The Wizard has Left the Planet
for Steve Cannon
Walking early morning New York City streets
inside my memories
I stumble down into the subway...
Hey Steve!
Hey Nancy! How you doin?
Haven’t seen you in a thousand years! Have you heard from Ishmael?!
draws from his dangling cigarette
laughs and laughs
the poetic answer
the Wizard
his throne
a weathered sofa
young subjects congregate ‘round
they chatter in low smoky hums…
Fortune shows up at odd hours to stare at you square in the face.
I knew Steve here…
I’ll see Steve again in a thousand years.
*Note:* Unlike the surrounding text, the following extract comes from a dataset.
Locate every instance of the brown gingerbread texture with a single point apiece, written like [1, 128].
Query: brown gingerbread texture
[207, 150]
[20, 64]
Currently, Nancy Mercado’s critique of the Broadway musical West Side Story appears in Bigotry on Broadway (Baraka Books). She edited a special memorial section honoring the late founder of the Nuyorican Poets Cafe, Miguel Algarín; set for publication in KONCH Magazine this Spring 2022.
During the height of the COVID pandemic shortly after Algarín’s death, Mercado established and chaired the Miguelabration Committee; an organizing vehicle created to pay tribute to the late founder of the Nuyorican. Under her direction, the Miguelabration Committee held a groundbreaking six hour social media event via Zoom featuring poets and artists from around the world.
In 2018, Mercado was named one of 200 living individuals who best embody the work and spirit of Frederick Douglass by the Frederick Douglass Family Initiatives and the Antiracist Research and Policy Center at American University. She received the American Book Award for Lifetime Achievement presented by the Before Columbus Foundation in 2017.
Editor of the first Nuyorican Women Writers Anthology published in Voices e/Magazine of El Centro, Hunter College- CUNY, Mercado was featured on National Public Radio’s All of it, The Talk of the Nation, and the PBS NewsHour Special; America Remembers 9/11. She has authored, It Concerns the Madness, Las Tres Hermanas, and is the editor of if the world were mine.